Chicago largest recipient of Walton Family Foundation money for charter schools
By Lauren FitzPatrick Staff Reporter firstname.lastname@example.org January 8, 2013 6:02PM
Updated: February 10, 2013 5:47PM
The Walton Family Foundation, the philanthropic arm of Wal-Mart’s founder, gave more money to Chicago to start new charter schools last year than it did to any other city — $3.8 million.
That brings the total donated to Chicago schools to $22.8 million since 1997 by the largest private funder of charter school startups.
The foundation sees “high quality public charters” as a way to empower parents, said Ed Kirby, deputy director for Walton’s education reform efforts. The company was founded by Sam Walton.
In 2012, the Walton foundation handed up to $250,000 in startup money to 13 new charter schools, some of which have already opened: KIPP Create College Prep Middle School, Noble-DRW Trading College Prep and Noble-Auburn Gresham, LEARN-6th Campus, an UNO elementary school, Catalyst-Maria Charter and the Montessori School of Englewood.
Christopher House Charter School and Chicago Collegiate Charter School, two of the 11 greenlighted to open in the fall, also were among the recipients. The Noble network also plans to open two more using the $1 million it received last year in Walton money, according to the foundation.
Charter schools, like neighborhood public schools, are funded by the government according to how many students they have but typically don’t receive any of that money until students are actually in the building attending classes.
“Generally, we’re providing operational support that helps a school address all its costs in its startup,” Kirby said. “Charters are fully public so they ought to be self sufficient with public funding in the long term.”
Chicago Public Schools says the district cannot continue to run its existing schools because there are more classroom spots than students.
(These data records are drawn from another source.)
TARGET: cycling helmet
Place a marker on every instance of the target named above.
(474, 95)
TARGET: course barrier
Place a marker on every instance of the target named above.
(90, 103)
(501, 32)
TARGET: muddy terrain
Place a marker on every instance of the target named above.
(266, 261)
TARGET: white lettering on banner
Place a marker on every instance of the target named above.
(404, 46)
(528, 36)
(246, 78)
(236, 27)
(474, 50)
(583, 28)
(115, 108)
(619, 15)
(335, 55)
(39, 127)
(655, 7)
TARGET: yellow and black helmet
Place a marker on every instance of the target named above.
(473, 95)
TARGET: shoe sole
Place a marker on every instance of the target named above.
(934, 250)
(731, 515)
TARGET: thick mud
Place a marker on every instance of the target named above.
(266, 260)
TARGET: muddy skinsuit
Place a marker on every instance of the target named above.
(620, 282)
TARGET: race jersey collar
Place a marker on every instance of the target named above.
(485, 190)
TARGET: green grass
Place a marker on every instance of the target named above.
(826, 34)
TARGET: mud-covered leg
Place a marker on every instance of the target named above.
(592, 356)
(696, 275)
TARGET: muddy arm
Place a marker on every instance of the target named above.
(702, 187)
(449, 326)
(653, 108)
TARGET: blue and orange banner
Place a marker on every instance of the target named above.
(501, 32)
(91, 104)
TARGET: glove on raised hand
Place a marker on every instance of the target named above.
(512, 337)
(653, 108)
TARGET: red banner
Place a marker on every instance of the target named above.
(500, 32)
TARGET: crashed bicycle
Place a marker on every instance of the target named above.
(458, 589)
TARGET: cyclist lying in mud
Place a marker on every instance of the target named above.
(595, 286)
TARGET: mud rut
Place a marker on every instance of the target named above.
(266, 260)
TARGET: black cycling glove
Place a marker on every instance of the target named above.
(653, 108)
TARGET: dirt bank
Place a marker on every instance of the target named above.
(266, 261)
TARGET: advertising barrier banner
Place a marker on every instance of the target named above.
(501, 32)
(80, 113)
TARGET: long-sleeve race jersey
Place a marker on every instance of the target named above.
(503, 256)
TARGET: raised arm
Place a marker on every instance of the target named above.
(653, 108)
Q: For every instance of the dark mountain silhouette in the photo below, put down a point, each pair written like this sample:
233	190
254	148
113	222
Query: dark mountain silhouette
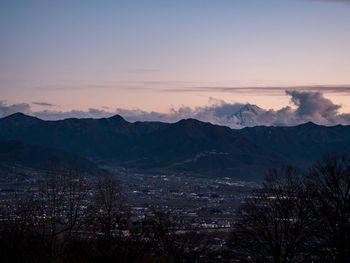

CPS has not yet said how many neighborhood schools it plans to shutter or consolidate for being under capacity as it stares down a $1 billion deficit by summer. In a move the Chicago Teachers Union calls “hypocrisy,” schools CEO Barbara Byrd-Bennett recommended two new charters for board approval last month — Chicago Collegiate is one of them.
Chicago International Charter School has received $4 million to date since opening in 1997, said CICS CEO Beth Purvis. Each $250,000 installation helped set up the new school in a similar way: furniture, library shelving, curricular materials — sometimes kitchen equipment. Best of all, the network didn’t have to go into debt as it was opening its doors, she said.
“They have been very generous donors to us,” she said. “You can’t underestimate the importance of this money.”